Vu la procédure suivante :
M. B... A... a demandé au tribunal administratif de Paris de condamner l'Etat à lui verser la somme de 7 000 euros en réparation des préjudices qu'il estime avoir subi du fait de son absence de relogement. Par un jugement n° 2213181 du 14 décembre 2023, la magistrate désignée par le président du tribunal administratif a condamné l'Etat à verser à M. A... la somme de 2 500 euros et rejeté le surplus de ses conclusions.
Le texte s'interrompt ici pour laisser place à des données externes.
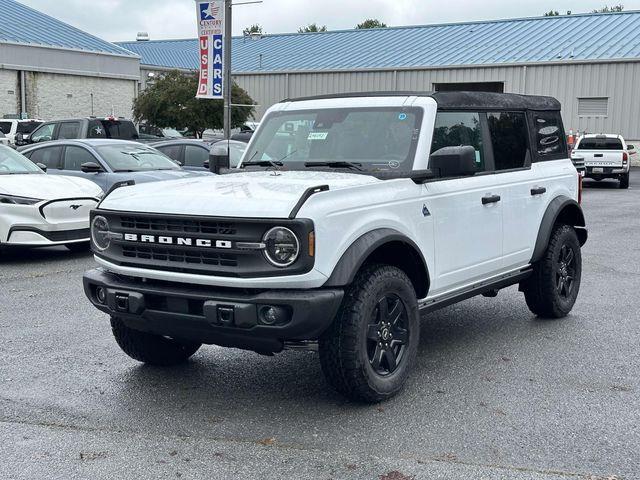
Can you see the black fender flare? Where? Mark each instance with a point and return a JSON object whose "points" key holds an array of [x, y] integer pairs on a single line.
{"points": [[566, 209], [355, 256]]}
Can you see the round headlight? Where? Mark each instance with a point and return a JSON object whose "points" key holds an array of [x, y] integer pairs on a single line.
{"points": [[282, 246], [100, 233]]}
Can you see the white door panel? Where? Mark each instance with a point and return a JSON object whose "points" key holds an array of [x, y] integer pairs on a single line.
{"points": [[468, 234]]}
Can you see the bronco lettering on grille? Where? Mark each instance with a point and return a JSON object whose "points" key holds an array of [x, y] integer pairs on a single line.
{"points": [[180, 241]]}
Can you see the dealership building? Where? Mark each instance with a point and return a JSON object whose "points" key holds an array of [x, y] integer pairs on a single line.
{"points": [[50, 70], [590, 62]]}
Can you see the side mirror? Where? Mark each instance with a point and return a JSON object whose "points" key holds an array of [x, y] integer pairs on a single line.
{"points": [[90, 167], [454, 162], [218, 159]]}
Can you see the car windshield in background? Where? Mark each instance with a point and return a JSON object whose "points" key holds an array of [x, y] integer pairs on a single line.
{"points": [[117, 129], [13, 163], [600, 144], [372, 139], [132, 158], [27, 127]]}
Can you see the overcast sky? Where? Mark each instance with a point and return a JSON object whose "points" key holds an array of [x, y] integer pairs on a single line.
{"points": [[120, 20]]}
Par un pourvoi sommaire et un mémoire complémentaire, enregistrés les 26 avril et 24 juin 2024 au secrétariat du contentieux du Conseil d'Etat, M. A... demande au Conseil d'Etat :
1°) d'annuler ce jugement ;
2°) réglant l'affaire au fond, de faire droit à sa demande ;
3°) de mettre à la charge de l'Etat la somme de 3 000 euros à verser à son avocat, la SCP Marlange, de la Burgade, au titre des articles L. 761-1 du code de justice administrative et 37 de la loi du 10 juillet 1991.
Par un mémoire en défense, enregistré le 11 septembre 2024, le ministre de la transition écologique et de la cohésion des territoires conclut au rejet du pourvoi.
Vu les autres pièces du dossier ;
Vu :
- le code de la construction et de l'habitation ;
- la loi n° 91-647 du 10 juillet 1991 ;
- le code de justice administrative ;
Après avoir entendu en séance publique :
- le rapport de M. Erwan Le Bras, maître des requêtes en service extraordinaire,
- les conclusions de M. Maxime Boutron, rapporteur public ;
La parole ayant été donnée, après les conclusions, à la SCP Marlange, de la Burgade, avocat de M. A....
Considérant ce qui suit :
1. Il ressort des pièces du dossier soumis aux juges du fond que, par une décision du 9 janvier 2020, la commission de médiation de Paris a reconnu M. A... comme prioritaire et devant être logé en urgence, en application des dispositions de l'article L. 441-2-3 du code de la construction et de l'habitation. Par un jugement du 27 octobre 2020, le tribunal administratif de Paris, saisi par M. A... sur le fondement des dispositions du I de l'article L. 441-2-3-1 du même code, a enjoint au préfet de la région Ile-de-France, préfet de Paris, d'assurer son relogement. Aucune offre de logement ne lui ayant été faite, M. A... a demandé au tribunal administratif de Paris de condamner l'Etat à l'indemniser des préjudices qu'il estime avoir subi du fait de son absence de relogement. M. A... se pourvoit en cassation contre le jugement du 14 décembre 2023 par lequel le tribunal administratif a statué sur sa demande en ce qu'il limite à 2 500 euros l'indemnité qui lui est allouée en réparation du préjudice né de la carence fautive de l'Etat.
Sur le pourvoi :
2. Lorsqu'une personne a été reconnue comme prioritaire et comme devant être logée ou relogée d'urgence par une commission de médiation, en application des dispositions de l'article L. 441-2-3 du code de la construction et de l'habitation, la carence fautive de l'Etat à exécuter cette décision dans le délai imparti engage sa responsabilité à l'égard du seul demandeur, au titre des troubles dans les conditions d'existence résultant du maintien de la situation qui a motivé la décision de la commission, alors même que l'intéressé n'a pas fait usage du recours en injonction contre l'Etat prévu par l'article L. 441-2-3-1 du code de la construction et de l'habitation ; que ces troubles doivent être appréciés en fonction des conditions de logement qui ont perduré du fait de la carence de l'Etat, de la durée de cette carence et du nombre de personnes composant le foyer du demandeur pendant la période de responsabilité de l'Etat, qui court à compter de l'expiration du délai de trois ou six mois à compter de la décision de la commission de médiation que les dispositions de l'article R. 441-16-1 du code de la construction et de l'habitation impartissent au préfet pour provoquer une offre de logement.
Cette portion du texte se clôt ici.